【1月21日 AFP】インドで29頭の子どもを産み、「スーパーお母さん」として有名になったトラが死んだ。

 雌のトラ「カラーワリ(Collarwali)」は先週末、腸の障害が原因で静かに息を引き取った。カラーワリが産んだ29頭のうち25頭は成獣になるまで生き延び、絶滅の危機にひんするトラの再繁殖に貢献したとされる。

 中部マディヤプラデシュ(Madhya Pradesh)州のペンチ・トラ保護区(Pench Tiger Reserve)では、火葬が厳かに行われた。

 小説「ジャングル・ブック(The Jungle Book)」のモデルになったとされる同保護区には、カラーワリ目当てでインド全土から観光客が訪れていた。
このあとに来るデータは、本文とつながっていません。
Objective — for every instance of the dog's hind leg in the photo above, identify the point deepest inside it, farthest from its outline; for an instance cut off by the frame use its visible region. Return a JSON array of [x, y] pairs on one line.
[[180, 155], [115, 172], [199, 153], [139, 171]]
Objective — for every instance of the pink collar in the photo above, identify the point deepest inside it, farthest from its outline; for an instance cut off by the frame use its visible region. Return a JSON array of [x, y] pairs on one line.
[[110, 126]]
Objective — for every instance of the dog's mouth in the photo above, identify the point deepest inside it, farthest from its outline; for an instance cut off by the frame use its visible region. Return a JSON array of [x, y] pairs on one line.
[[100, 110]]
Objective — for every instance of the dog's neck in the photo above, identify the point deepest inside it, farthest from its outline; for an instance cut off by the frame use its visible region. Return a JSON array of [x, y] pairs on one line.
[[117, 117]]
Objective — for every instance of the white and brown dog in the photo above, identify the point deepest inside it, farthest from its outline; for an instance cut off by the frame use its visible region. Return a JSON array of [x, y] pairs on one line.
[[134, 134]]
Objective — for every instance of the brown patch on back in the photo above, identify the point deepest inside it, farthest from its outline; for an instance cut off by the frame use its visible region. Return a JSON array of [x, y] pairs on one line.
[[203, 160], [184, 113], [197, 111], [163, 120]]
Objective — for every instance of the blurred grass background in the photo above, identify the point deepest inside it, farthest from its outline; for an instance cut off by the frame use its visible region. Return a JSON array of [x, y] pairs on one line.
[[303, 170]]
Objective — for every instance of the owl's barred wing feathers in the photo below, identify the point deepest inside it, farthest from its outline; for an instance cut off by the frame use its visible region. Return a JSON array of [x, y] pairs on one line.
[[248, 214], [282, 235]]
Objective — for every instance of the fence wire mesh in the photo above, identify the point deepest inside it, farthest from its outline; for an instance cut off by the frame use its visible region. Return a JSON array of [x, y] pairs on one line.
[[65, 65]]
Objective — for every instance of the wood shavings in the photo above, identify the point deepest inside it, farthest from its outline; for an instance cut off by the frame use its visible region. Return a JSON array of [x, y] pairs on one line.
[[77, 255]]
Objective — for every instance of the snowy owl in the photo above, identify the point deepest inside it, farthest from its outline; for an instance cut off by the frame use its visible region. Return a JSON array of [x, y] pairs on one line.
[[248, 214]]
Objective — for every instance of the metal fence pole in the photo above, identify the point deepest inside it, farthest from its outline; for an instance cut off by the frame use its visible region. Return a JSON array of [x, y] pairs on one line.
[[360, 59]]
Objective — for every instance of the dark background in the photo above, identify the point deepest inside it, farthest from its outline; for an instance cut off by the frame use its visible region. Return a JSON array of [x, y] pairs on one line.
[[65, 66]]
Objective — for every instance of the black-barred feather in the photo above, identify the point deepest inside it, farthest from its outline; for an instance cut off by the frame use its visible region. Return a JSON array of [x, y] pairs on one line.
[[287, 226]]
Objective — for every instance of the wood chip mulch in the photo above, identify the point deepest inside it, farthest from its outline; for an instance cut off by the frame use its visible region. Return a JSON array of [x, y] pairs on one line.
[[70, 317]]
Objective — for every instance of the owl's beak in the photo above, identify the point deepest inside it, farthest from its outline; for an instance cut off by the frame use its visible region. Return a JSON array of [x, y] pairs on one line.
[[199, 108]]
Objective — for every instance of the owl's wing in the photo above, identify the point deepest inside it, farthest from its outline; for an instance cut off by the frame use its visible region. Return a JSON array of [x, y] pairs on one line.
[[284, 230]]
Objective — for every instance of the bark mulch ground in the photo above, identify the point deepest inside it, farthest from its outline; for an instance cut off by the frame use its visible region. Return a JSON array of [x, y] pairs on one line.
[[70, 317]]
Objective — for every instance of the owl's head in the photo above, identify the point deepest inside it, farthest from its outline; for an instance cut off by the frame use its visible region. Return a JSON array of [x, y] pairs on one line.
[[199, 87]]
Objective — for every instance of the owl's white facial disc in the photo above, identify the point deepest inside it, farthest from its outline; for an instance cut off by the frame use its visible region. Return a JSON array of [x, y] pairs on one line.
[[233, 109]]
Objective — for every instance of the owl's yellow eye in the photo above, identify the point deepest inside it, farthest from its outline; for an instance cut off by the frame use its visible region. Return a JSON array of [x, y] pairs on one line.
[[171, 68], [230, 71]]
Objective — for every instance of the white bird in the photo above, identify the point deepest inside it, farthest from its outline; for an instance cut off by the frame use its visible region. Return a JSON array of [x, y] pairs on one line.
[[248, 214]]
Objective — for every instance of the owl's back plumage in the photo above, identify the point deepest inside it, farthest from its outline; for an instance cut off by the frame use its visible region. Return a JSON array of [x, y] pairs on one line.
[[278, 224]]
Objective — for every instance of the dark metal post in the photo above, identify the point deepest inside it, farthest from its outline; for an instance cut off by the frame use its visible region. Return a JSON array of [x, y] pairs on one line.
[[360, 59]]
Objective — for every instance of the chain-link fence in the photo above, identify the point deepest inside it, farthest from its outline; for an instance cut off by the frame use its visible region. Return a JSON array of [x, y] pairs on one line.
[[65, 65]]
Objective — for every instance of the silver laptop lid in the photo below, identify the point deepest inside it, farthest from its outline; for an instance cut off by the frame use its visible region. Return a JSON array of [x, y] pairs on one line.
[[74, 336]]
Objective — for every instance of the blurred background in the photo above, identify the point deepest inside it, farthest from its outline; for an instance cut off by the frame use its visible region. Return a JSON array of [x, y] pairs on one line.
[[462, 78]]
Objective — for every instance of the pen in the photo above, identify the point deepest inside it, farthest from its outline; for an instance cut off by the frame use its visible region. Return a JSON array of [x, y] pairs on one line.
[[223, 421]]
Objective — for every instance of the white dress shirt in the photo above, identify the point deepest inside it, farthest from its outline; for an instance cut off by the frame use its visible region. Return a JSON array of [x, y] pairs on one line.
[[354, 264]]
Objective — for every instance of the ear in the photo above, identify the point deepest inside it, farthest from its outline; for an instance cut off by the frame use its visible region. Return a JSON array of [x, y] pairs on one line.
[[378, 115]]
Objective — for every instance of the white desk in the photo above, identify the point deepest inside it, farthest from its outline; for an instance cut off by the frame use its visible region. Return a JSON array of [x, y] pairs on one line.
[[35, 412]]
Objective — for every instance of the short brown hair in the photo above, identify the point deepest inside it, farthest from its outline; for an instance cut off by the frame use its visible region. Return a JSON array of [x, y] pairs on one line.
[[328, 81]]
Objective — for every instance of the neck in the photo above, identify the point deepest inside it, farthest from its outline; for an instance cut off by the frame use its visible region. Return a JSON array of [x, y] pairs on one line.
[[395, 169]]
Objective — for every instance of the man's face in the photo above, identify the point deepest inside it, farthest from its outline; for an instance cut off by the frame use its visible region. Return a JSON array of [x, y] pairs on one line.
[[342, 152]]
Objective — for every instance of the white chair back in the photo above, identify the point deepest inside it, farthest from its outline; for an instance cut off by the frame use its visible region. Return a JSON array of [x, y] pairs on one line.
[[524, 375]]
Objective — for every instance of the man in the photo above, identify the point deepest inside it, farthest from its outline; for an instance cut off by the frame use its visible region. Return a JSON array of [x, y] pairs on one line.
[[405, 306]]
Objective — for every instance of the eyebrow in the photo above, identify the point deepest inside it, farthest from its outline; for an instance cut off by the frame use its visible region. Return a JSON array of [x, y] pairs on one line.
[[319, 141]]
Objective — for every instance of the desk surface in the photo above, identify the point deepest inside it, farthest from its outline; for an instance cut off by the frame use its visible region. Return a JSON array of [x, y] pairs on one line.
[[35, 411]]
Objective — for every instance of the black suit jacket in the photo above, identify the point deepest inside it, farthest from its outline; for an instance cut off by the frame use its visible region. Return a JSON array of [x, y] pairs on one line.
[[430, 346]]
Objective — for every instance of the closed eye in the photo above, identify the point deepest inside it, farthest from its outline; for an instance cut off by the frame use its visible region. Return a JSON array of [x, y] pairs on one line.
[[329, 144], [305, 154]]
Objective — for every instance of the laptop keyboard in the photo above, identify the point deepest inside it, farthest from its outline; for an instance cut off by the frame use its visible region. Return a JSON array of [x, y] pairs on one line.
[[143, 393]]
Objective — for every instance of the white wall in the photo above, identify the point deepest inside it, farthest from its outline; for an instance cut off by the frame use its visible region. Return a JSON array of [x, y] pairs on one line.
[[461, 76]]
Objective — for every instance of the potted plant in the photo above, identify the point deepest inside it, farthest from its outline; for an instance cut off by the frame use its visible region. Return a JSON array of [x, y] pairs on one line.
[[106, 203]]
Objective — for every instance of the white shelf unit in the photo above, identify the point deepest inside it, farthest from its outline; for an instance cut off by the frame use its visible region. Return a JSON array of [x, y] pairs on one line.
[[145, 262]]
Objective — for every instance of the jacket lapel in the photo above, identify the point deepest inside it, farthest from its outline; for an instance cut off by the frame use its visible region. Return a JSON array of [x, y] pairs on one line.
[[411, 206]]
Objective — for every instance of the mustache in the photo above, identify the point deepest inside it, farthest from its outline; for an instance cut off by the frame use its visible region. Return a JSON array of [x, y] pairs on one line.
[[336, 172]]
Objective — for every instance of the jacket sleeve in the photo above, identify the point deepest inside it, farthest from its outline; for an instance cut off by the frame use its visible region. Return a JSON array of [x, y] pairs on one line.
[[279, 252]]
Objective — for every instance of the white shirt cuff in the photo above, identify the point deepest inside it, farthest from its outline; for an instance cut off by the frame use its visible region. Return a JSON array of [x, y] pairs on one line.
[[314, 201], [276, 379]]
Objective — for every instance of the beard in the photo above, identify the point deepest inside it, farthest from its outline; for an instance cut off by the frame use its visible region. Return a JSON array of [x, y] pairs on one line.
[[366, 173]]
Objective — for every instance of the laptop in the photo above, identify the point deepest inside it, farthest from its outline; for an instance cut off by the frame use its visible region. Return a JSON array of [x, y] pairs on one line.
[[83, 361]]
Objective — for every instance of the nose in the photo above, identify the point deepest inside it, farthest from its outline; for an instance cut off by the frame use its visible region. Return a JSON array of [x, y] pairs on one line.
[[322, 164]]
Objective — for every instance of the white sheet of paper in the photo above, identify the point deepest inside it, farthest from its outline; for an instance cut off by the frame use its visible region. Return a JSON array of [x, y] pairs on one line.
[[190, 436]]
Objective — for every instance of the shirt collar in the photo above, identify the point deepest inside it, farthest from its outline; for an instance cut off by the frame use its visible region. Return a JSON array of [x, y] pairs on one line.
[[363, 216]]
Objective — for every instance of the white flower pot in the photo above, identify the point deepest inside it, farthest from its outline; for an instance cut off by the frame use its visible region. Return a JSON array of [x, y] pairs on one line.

「カラーワリ」という名は「首輪をつけた」という意味で、幼少期に行われた調査に由来する。「この保護区で初めて首輪をつけたトラだ」と、フィールドディレクターのアロク・ミシュラ(Alok Mishra)氏は語った。「首輪のおかげで多くの記録が残され、よく知られるようになった」

 インドには世界のトラの約75%が生息しているが、狩猟や生息地の減少により、その数は危険な水準まで減少している。